Battery-enabled anti-theft vehicle immobilizer

Battery-enabled anti-theft vehicle immobilizer

연구 분야: Cryptography

학회: MobiSys '22: Proceedings of the 20th Annual International Conference on Mobile Systems, Applications and Services

Auto thieves often exploit the cyber vulnerabilities of existing key/phone-based vehicle immobilizers. To prevent this exploitation of cyber vulnerabilities for auto thefts, we present Battery Sleuth (Bleuth), a novel "physical" vehicle immobilizer which is immune to the common cyber-attack vectors - avoiding the use of wireless communication between key/phone and vehicle as well as in-vehicle networks. Bleuth achieves this by using the common 12V vehicle batteries to authenticate the driver with encrypted power-line communication and then control the battery's output power based on the authentication results, hence (im)mobilizing the vehicle without requiring drivers to carry any additional token.

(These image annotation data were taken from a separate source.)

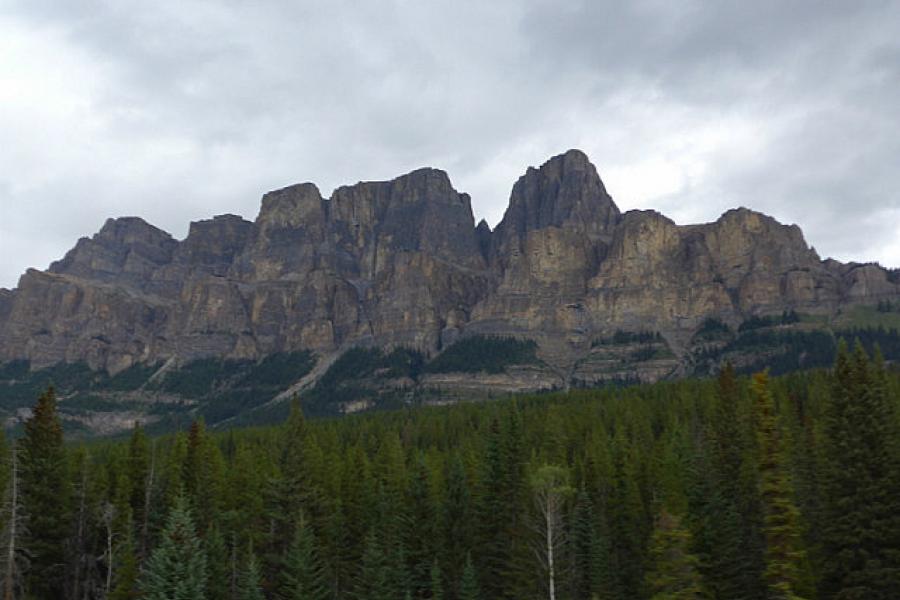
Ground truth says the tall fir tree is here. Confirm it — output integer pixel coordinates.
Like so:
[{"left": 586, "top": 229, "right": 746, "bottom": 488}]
[
  {"left": 438, "top": 452, "right": 475, "bottom": 598},
  {"left": 140, "top": 498, "right": 207, "bottom": 600},
  {"left": 645, "top": 508, "right": 709, "bottom": 600},
  {"left": 19, "top": 387, "right": 70, "bottom": 599},
  {"left": 752, "top": 373, "right": 808, "bottom": 600},
  {"left": 236, "top": 548, "right": 266, "bottom": 600},
  {"left": 821, "top": 342, "right": 900, "bottom": 600},
  {"left": 458, "top": 555, "right": 482, "bottom": 600},
  {"left": 203, "top": 525, "right": 231, "bottom": 600},
  {"left": 276, "top": 517, "right": 328, "bottom": 600}
]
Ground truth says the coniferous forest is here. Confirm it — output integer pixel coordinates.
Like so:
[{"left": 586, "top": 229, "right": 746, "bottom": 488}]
[{"left": 0, "top": 345, "right": 900, "bottom": 600}]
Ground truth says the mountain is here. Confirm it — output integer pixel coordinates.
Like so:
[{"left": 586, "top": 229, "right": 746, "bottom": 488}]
[{"left": 0, "top": 150, "right": 900, "bottom": 430}]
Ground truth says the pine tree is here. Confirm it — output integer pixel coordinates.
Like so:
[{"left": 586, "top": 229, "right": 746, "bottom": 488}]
[
  {"left": 19, "top": 387, "right": 69, "bottom": 598},
  {"left": 438, "top": 453, "right": 474, "bottom": 597},
  {"left": 353, "top": 531, "right": 397, "bottom": 600},
  {"left": 752, "top": 373, "right": 806, "bottom": 600},
  {"left": 459, "top": 555, "right": 481, "bottom": 600},
  {"left": 237, "top": 548, "right": 266, "bottom": 600},
  {"left": 822, "top": 342, "right": 900, "bottom": 600},
  {"left": 203, "top": 525, "right": 231, "bottom": 600},
  {"left": 278, "top": 518, "right": 327, "bottom": 600},
  {"left": 701, "top": 363, "right": 764, "bottom": 600},
  {"left": 128, "top": 423, "right": 151, "bottom": 549},
  {"left": 430, "top": 559, "right": 444, "bottom": 600},
  {"left": 405, "top": 456, "right": 435, "bottom": 598},
  {"left": 109, "top": 531, "right": 140, "bottom": 600},
  {"left": 571, "top": 488, "right": 609, "bottom": 600},
  {"left": 646, "top": 508, "right": 709, "bottom": 600},
  {"left": 140, "top": 498, "right": 206, "bottom": 600}
]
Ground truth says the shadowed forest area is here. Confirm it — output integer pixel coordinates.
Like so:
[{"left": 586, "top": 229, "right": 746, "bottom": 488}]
[{"left": 0, "top": 345, "right": 900, "bottom": 600}]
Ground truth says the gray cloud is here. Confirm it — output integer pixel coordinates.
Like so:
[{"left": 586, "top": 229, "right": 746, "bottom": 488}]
[{"left": 0, "top": 0, "right": 900, "bottom": 286}]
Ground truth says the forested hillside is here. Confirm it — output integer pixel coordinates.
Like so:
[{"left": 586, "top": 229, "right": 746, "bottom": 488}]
[{"left": 0, "top": 346, "right": 900, "bottom": 600}]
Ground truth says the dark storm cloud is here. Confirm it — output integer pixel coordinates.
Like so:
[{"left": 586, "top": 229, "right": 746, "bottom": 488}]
[{"left": 0, "top": 0, "right": 900, "bottom": 286}]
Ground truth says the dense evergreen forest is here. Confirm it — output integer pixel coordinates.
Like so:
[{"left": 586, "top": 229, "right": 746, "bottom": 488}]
[{"left": 0, "top": 345, "right": 900, "bottom": 600}]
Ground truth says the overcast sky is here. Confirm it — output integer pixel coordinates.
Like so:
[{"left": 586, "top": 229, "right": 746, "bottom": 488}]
[{"left": 0, "top": 0, "right": 900, "bottom": 287}]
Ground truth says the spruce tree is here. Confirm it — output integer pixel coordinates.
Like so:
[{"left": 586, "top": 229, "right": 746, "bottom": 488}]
[
  {"left": 429, "top": 559, "right": 444, "bottom": 600},
  {"left": 438, "top": 453, "right": 475, "bottom": 597},
  {"left": 752, "top": 373, "right": 806, "bottom": 600},
  {"left": 277, "top": 517, "right": 327, "bottom": 600},
  {"left": 109, "top": 531, "right": 140, "bottom": 600},
  {"left": 237, "top": 548, "right": 266, "bottom": 600},
  {"left": 459, "top": 555, "right": 481, "bottom": 600},
  {"left": 571, "top": 488, "right": 609, "bottom": 599},
  {"left": 405, "top": 456, "right": 436, "bottom": 598},
  {"left": 645, "top": 508, "right": 709, "bottom": 600},
  {"left": 203, "top": 525, "right": 231, "bottom": 600},
  {"left": 140, "top": 497, "right": 206, "bottom": 600},
  {"left": 353, "top": 531, "right": 397, "bottom": 600},
  {"left": 822, "top": 342, "right": 900, "bottom": 600},
  {"left": 18, "top": 387, "right": 69, "bottom": 598}
]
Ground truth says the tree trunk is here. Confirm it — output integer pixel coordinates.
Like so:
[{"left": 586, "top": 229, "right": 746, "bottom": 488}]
[{"left": 3, "top": 444, "right": 19, "bottom": 600}]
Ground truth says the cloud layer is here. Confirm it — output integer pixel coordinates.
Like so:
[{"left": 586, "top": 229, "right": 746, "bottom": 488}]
[{"left": 0, "top": 0, "right": 900, "bottom": 287}]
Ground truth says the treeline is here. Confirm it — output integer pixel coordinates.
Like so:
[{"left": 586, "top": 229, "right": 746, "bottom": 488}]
[{"left": 0, "top": 345, "right": 900, "bottom": 600}]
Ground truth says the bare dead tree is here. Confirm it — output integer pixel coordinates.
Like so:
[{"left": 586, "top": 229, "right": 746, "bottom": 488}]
[
  {"left": 3, "top": 442, "right": 25, "bottom": 600},
  {"left": 100, "top": 502, "right": 116, "bottom": 596},
  {"left": 140, "top": 440, "right": 156, "bottom": 560},
  {"left": 531, "top": 465, "right": 573, "bottom": 600}
]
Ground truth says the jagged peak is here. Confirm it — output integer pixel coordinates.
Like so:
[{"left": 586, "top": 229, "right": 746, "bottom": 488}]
[
  {"left": 94, "top": 217, "right": 172, "bottom": 243},
  {"left": 331, "top": 167, "right": 456, "bottom": 201},
  {"left": 256, "top": 182, "right": 323, "bottom": 224},
  {"left": 497, "top": 150, "right": 620, "bottom": 235}
]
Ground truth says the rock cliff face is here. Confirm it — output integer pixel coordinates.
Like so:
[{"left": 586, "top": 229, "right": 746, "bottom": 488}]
[{"left": 0, "top": 150, "right": 900, "bottom": 386}]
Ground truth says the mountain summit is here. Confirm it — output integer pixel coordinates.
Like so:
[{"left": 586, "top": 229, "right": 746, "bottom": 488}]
[{"left": 0, "top": 150, "right": 900, "bottom": 432}]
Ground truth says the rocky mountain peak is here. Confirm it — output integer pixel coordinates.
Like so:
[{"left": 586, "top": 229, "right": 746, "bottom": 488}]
[
  {"left": 49, "top": 217, "right": 178, "bottom": 281},
  {"left": 0, "top": 150, "right": 900, "bottom": 394},
  {"left": 256, "top": 183, "right": 324, "bottom": 228},
  {"left": 497, "top": 150, "right": 620, "bottom": 244}
]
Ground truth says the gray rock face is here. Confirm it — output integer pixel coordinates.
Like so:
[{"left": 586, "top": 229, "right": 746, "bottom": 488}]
[{"left": 0, "top": 150, "right": 900, "bottom": 380}]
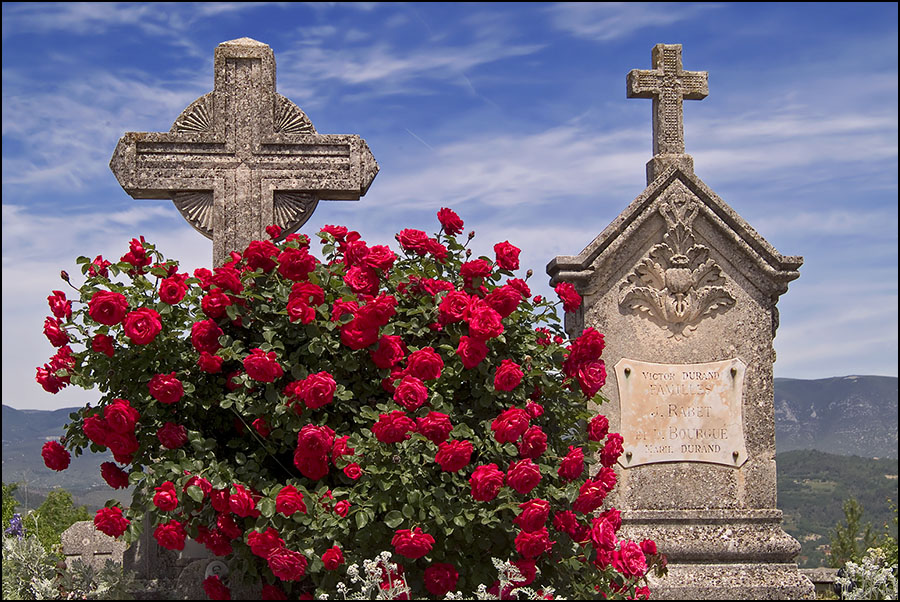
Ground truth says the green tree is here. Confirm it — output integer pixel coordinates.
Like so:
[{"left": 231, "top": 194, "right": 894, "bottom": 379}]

Bleuth is also equipped with four alarms to detect, and respond to, illegitimate operations (i.e., theft attempts), including attempts of unauthorized cranking of the engine, removal/shorting of the authenticator from the battery, abuse of the PLC to drain the car battery, and removal of the dongle from the auxiliary power outlet. Bleuth recharges its power supply automatically to free drivers from the maintenance burden. We have prototyped Bleuth as an add-on module that can be installed on commodity vehicles and evaluated it via field tests on 8 vehicles. We have also demonstrated Bleuth's utility and effectiveness via a survey of 612 car owners.